The reason being for this stated in the docs is:
When you configure a Cloud SQL for PostgreSQL instance to use private IP addresses, you use a VPC peering connection between your VPC network and the VPC network of the underlying Google services where your Cloud SQL instance resides. (Cloud SQL blue square in above digram)
Because Datastream's network (Datastream blue rectangle in diagram) can't be peered directly with Cloud SQL's private services network, and because VPC peering isn't transitive, a reverse proxy for Cloud SQL is required to bridge the connection from Datastream to your Cloud SQL instance."
Basically what this means is because Cloud SQL is a managed service and uses its own "Cloud SQL" protected VPC and Datastream is a managed service with its own "Datastream" VPC it results in a transitive VPC peering conflict.
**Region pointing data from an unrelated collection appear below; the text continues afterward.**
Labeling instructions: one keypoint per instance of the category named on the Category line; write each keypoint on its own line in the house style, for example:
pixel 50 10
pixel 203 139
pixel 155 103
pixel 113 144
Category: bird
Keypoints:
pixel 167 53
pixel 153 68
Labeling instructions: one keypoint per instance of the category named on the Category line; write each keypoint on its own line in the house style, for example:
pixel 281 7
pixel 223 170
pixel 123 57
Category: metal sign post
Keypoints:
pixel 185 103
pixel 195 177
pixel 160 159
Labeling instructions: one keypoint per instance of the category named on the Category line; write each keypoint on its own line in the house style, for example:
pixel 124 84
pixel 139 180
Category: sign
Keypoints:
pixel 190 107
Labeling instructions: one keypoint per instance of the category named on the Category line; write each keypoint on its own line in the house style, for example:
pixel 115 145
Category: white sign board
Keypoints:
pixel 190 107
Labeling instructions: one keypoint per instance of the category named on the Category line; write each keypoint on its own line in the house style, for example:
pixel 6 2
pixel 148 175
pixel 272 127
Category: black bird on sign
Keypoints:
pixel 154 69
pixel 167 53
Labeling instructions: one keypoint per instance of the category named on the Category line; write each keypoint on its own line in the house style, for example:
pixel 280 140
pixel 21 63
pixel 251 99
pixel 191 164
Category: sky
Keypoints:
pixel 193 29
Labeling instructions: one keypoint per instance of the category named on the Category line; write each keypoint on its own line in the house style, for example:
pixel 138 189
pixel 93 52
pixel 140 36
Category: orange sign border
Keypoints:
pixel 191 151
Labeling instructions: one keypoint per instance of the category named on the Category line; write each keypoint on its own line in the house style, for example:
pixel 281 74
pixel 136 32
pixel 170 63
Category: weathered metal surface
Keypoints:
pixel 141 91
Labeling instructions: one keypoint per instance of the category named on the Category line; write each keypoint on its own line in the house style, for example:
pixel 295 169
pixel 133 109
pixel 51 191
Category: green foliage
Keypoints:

To resolve this transitivity issue, a middle client/proxy must be established to forward the traffic.
Apart from Datastream, is there another preferred way / best practice to transfer data to BigQuery from Cloud SQL?
This depends on the use-case or meaning of "transfer data" so let me try and showcase the options/products.
First ask yourself which of the below use-cases are you?
a) You want to transfer data in real-time from Cloud SQL Postgres to BigQuery so that the data also resides in BigQuery
b) You want to read Cloud SQL data into BigQuery and use it for analysis?
If you are Option a) than yes this is where Datastream comes in as the product/feature for you. Datastream is a change data capture (CDC) and replication service that lets you synchronize data reliably, and with minimal latency. Basically as data is added to Cloud SQL Postgres it will be synced and replicated into BigQuery in almost real-time. The benefit here is that BigQuery data will be consistently updated without you needing to do extra work.
If you are Option b) and you want to quickly read data from Cloud SQL into BigQuery for analysis and are fine with the data residing purely in Cloud SQL than Datastream might be too much overhead. Cloud SQL Federated Queries allow you to read/query Cloud SQL data into BigQuery and may be a possible option. Selecting the Private path for Google Cloud services checkbox is what enables these federated queries for Private IP Cloud SQL instances as discussed in Connect Cloud SQL to BigQuery docs.